02/02/2015 10:43 am ET Updated Apr 04, 2015

Teaching Children About Alzheimer's Disease

With more than 5 million people today living with Alzheimer's disease, it is becoming increasingly important for people of all ages to be aware of and informed about this devastating illness. Alzheimers is the sixth leading cause of death in the United States. Every 67 seconds, someone in the US is diagnosed with this condition, and the numbers only increase every year. There is no denying that Alzheimer's disease is a serious condition and one that is difficult to talk about. However difficult, it is important that adults today create a dialogue with young people about the seriousness of this condition.

While it can be difficult to talk about, there are more than 15 million Alzheimer's familial caregivers in the United States. Many of these individuals are children. Young people need to know about this condition, especially if their parents, grandparents or relatives receive a diagnosis. While it can be hard to talk to children about serious topics such as this, there are several approaches that can help make discussing Alzheimer's easier for all parties involved.

Before sitting down to talk with a child about something as serious as Alzheimer's disease, it is important to remember that children deal with feelings and reactions to situations much differently than adults. Children process things differently than adults do. Each child is different and will process this information in different ways. This is why it is so important to approach this talk slowly and with caution.

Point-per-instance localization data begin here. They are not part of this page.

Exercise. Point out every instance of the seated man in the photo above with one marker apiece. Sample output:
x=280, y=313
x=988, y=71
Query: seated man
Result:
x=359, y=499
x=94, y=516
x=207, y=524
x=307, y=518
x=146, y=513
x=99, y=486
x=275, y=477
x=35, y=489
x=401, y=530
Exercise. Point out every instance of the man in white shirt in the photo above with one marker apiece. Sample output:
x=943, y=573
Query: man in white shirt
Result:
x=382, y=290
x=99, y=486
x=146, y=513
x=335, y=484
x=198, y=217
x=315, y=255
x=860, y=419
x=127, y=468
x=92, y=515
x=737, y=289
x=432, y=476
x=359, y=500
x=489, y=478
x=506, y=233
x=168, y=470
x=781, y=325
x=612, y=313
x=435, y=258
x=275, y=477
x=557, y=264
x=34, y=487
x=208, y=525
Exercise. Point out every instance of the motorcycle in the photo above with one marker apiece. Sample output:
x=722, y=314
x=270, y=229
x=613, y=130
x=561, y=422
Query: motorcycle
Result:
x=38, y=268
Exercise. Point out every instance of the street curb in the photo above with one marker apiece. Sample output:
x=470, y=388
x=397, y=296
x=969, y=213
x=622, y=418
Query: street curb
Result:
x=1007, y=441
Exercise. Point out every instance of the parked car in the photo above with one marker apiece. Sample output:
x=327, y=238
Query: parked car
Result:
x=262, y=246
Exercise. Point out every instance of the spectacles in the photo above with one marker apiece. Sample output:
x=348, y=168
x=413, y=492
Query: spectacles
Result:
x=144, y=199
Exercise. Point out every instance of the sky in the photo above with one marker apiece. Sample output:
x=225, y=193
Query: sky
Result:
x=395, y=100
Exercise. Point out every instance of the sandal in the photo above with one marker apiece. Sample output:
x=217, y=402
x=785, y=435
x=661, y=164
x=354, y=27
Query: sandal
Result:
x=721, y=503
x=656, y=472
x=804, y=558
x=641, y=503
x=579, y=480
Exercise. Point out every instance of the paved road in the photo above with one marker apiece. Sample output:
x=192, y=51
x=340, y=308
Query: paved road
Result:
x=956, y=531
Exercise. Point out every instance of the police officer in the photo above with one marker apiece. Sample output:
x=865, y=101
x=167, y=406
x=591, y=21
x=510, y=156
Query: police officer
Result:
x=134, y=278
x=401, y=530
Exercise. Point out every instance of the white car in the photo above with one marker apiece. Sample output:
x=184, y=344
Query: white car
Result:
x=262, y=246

Many children grow increasingly sad, confused and fearful when they see their loved one's personality change. Their loved one with Alzheimer's may be rude to them, forget who they are or scare them. It is important to talk to the child about these things when they happen or, if possible, to prepare them for changes such as this before they occur. Children also may grow fearful that the disease is contagious, or that other people they know will start getting Alzheimer's. It is important to be honest with them about the facts. Let them know that not every person will get Alzheimer's disease, but that there are lots of people just like their loved one who suffer with this condition.

Education is very important when it comes to children understanding Alzheimer's. As an adult, make sure that you are giving young ones the opportunity to ask questions and that you are helping them understand the facts about this disease, even if they are hard to understand.

Dealing with Alzheimer's disease is difficult for any person, no matter what their age, but it is particularly important to help children cope with dealing with someone with Alzheimer's disease. Parents, adult friends and guardians should try to provide support to children, encouraging them to talk about their feelings about the situation.

For the child who has someone close to them with Alzheimer's, it is important that the child is still able to visit this person. This allows children to see their loved one being taken care of and comfortable. Children should know there are good days and bad days, and that there may be times when a loved one's behavior is upsetting. The Alzheimer's Association has been particularly proactive about helping children cope with and understand this disease. They suggest powerful books and resources to help young people understand and deal with the transition. Books such as the popular What's Happening to Grandpa? by Maria Shriver help depict the changes many children see in their grandparents and loved ones, shedding light on changes the elderly adults go through with Alzheimers and offering ways for children to react.

By teaching important values such as support, patience and unwavering love, books like these can help children understand that just because someone they love has Alzheimer's disease doesn't mean they should stop loving that person or letting them be an important part of their lives.